Here is the whole script:
var querystring = require("querystring");
var https = require('https');
var fetch = function(cur, callback) {
cur = cur.toLowerCase().replace('/', '_');
var options = {
host: 'data.fxbtc.com',
path: '/api?op=query_last_trades&count=100&symbol=' + cur,
method: 'GET',
headers: {
'User-Agent': 'Mozilla/4.0 (compatible; node.js client)'
}
};
var req = https.request(options, function(res) {
res.setEncoding('utf8');
var buffer = '';
res.on('data', function(data) {
buffer += data;
});
res.on('end', function() {
try {
var json = JSON.parse(buffer);
} catch (err) {
return callback(err);
}
callback(null, json);
});
});
req.end();
}
var currencies = [
'BTC/CNY',
'LTC/CNY',
'LTC/BTC'
];
var LAST_TRADE = {
'BTC/CNY': 0,
'LTC/CNY': 0,
'LTC/BTC': 0
}
var _ = require('underscore');
var mongo = require('mongodb');
var moment = require('moment');
var init = function(next) {
mongo.connect('mongodb://127.0.0.1:27017/coindata', next);
}
var now = function() {
return moment().format('YYYY-MM-DD HH:mm:ss');
}
console.log(now(), 'STARTING');
setInterval(function() {
console.log(now(), 'alive')
}, 60000)
var collections = {};
var forever = function(err, db) {
if(err) throw err;
_.each(currencies, function(cur, i) {
collections[cur] = db.collection('fxbtc_' + cur);
collections[cur].ensureIndex({fid: 1}, {unique: true}, console.log);
setTimeout(function() {
console.log(now(), 'registering', cur);
setInterval(check(cur), 5 * 1000);
}, i * 1000);
});
}
var check = function(cur) {
return function() {
fetch(cur, function(err, trades) {
if(err) return console.log(now(), 'ERROR-FETCH', err);
trades = _.map(trades.datas, function(trade) {
return {
date: new Date(trade.date * 1000),
price: parseFloat(trade.rate),
amount: parseFloat(trade.vol),
fid: parseInt(trade.ticket)
}
});
trades = _.filter(trades, function(trade) {
return trade.fid > LAST_TRADE[cur];
});
var fids = _.pluck(trades, 'fid');
fids.push(LAST_TRADE[cur]);
LAST_TRADE[cur] = _.max(fids);
if(!trades.length)
return;
console.log(now(), 'storing:', trades.length, 'in', cur);
collections[cur].insert(trades, function(err, docs) {
if(err && err.code !== 11000) console.log(now(), 'ERROR-STORE', err);
});
});
}
}
init(forever);
Are there any obvious memory leaks in this script? How do I go about finding the source of all the used memory?
The project I am working on is polling a lot of different API services (15+) and storing all latest changes.
My initial thought was to write a small script for each different service, which has a loop inside that should stay up forever. The problem (as described above) is that somehow the memory would grow to 40 - 120mb (depending on a couple of things) per service and my system would run out of RAM.

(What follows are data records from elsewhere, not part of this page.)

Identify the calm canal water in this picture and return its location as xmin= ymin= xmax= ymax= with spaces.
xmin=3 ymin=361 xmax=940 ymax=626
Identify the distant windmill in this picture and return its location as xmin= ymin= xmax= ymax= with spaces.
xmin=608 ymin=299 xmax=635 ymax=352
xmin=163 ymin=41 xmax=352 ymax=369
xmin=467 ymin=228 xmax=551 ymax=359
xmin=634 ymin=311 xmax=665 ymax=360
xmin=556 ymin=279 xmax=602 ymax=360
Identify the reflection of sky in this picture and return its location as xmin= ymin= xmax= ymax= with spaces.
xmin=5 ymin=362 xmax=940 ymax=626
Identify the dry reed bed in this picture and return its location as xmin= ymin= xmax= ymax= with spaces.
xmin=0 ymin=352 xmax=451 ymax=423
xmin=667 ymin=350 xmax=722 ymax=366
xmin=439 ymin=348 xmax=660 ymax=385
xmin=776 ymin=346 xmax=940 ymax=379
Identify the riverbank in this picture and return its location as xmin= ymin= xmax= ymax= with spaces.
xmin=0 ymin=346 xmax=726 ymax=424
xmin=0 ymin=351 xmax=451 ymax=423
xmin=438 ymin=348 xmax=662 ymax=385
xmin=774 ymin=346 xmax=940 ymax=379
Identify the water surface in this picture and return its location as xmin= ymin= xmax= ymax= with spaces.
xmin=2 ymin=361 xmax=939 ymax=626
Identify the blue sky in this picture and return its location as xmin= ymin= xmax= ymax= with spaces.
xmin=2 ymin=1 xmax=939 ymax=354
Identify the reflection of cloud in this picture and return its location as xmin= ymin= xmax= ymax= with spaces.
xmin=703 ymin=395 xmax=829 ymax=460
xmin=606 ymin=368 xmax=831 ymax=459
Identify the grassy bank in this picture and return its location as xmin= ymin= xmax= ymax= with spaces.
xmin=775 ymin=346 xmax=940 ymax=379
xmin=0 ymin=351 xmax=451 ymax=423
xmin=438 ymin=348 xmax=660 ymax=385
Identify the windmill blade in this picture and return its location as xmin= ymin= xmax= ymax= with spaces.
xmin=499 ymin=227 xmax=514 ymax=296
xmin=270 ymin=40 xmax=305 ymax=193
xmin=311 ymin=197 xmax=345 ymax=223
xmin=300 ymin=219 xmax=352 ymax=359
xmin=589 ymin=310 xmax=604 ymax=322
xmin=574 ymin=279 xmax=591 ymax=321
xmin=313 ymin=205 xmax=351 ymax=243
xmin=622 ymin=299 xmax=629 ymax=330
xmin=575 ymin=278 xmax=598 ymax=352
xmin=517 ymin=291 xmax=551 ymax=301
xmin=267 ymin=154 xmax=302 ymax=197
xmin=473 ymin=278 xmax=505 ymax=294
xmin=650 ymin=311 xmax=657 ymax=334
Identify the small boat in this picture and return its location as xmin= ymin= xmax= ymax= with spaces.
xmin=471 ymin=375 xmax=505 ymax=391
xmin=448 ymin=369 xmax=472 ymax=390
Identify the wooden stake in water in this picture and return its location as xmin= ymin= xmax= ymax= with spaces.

This is how I solved it now:
instead of keeping a process per service alive I rewrote all scripts to run only once and wrote a master script that is responsible for running each script per service script after x amount of time:
var cp = require('child_process');
var moment = require('moment');
var i = 0;
var watch = function(options) {
i++;
setTimeout(function() {
var fid = 0;
setInterval(function() {
var worker = cp.fork('./process_' + options.exchange + '.js');
worker.send(fid);
worker.once('message', function(new_fid) {
fid = new_fid;
worker.kill();
});
}, options.interval);
}, i * 3000);
}
And then I register all different services like so:
watch({exchange: 'bitcurex', interval: +moment.duration(9, 'minutes')});
It has been running for a little over 10 hours or now with little to no memory footprint (I can't find it in top).